Sometimes, doing nothing is the best option.

If we ever say we’ll never sell a stock, it means one of two things: Either management has laid out a strategy that compounds its advantages over time, or the company is benefitting from a trend that has no end in sight.

Markel (MKL) evaluates itself in five-year stints and has always had a transparent approach to deploying capital. This is a model that has proven its own worth several times over the last half century. On the other hand, Rollins (ROL) has lodged itself firmly at the heart of the climate recovery market and is riding a wave that we’re not sure will ever end. These are two stocks we’ll never sell.
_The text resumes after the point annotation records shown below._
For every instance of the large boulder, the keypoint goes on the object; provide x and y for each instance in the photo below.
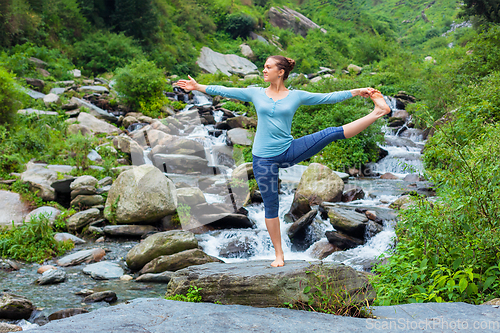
(286, 18)
(319, 183)
(228, 64)
(40, 179)
(140, 195)
(177, 261)
(81, 219)
(256, 283)
(96, 125)
(15, 307)
(162, 243)
(240, 136)
(190, 196)
(348, 221)
(12, 209)
(180, 163)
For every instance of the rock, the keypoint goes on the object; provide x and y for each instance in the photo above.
(323, 249)
(388, 175)
(190, 196)
(83, 218)
(127, 121)
(49, 212)
(98, 89)
(63, 236)
(44, 268)
(12, 209)
(319, 183)
(177, 261)
(128, 230)
(87, 201)
(84, 256)
(29, 111)
(74, 129)
(83, 190)
(297, 229)
(373, 228)
(66, 313)
(316, 79)
(240, 136)
(413, 178)
(342, 241)
(94, 110)
(107, 296)
(9, 265)
(15, 307)
(163, 277)
(355, 193)
(97, 126)
(226, 221)
(251, 282)
(286, 18)
(51, 98)
(180, 163)
(104, 270)
(247, 51)
(41, 179)
(51, 276)
(142, 195)
(162, 243)
(228, 64)
(105, 181)
(405, 199)
(350, 222)
(354, 69)
(299, 207)
(4, 327)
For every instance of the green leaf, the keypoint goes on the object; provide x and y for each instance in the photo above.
(462, 284)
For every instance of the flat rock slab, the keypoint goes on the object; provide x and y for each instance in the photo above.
(256, 283)
(157, 315)
(104, 270)
(12, 209)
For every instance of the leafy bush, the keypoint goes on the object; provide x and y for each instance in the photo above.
(141, 86)
(33, 241)
(104, 52)
(10, 97)
(193, 295)
(448, 250)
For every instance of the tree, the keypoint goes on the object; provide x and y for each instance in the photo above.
(486, 9)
Markel has built its expertise on pricing unconventional risks, such as in areas like Arabian horses, summer camps, and karate schools. If it sounds niche, that’s because it is. This is so niche a market that competition is low and this has allowed Markel to carve out a section for itself.

This expertise and nous is showing in the company’s financials and in the combined ratio. The combined ratio is the percentage of premiums collected that insurers pay as claims. It’s similar to gross margin but differs by accounting for percentages. Anything that falls under 100% means the company has made more money than it has paid out. In the last 15 years, Markel has only ever topped that 100% threshold on two occasions. For that decade and a half, it has averaged 95%, while the wider industry was only able to average 100%—breaking even.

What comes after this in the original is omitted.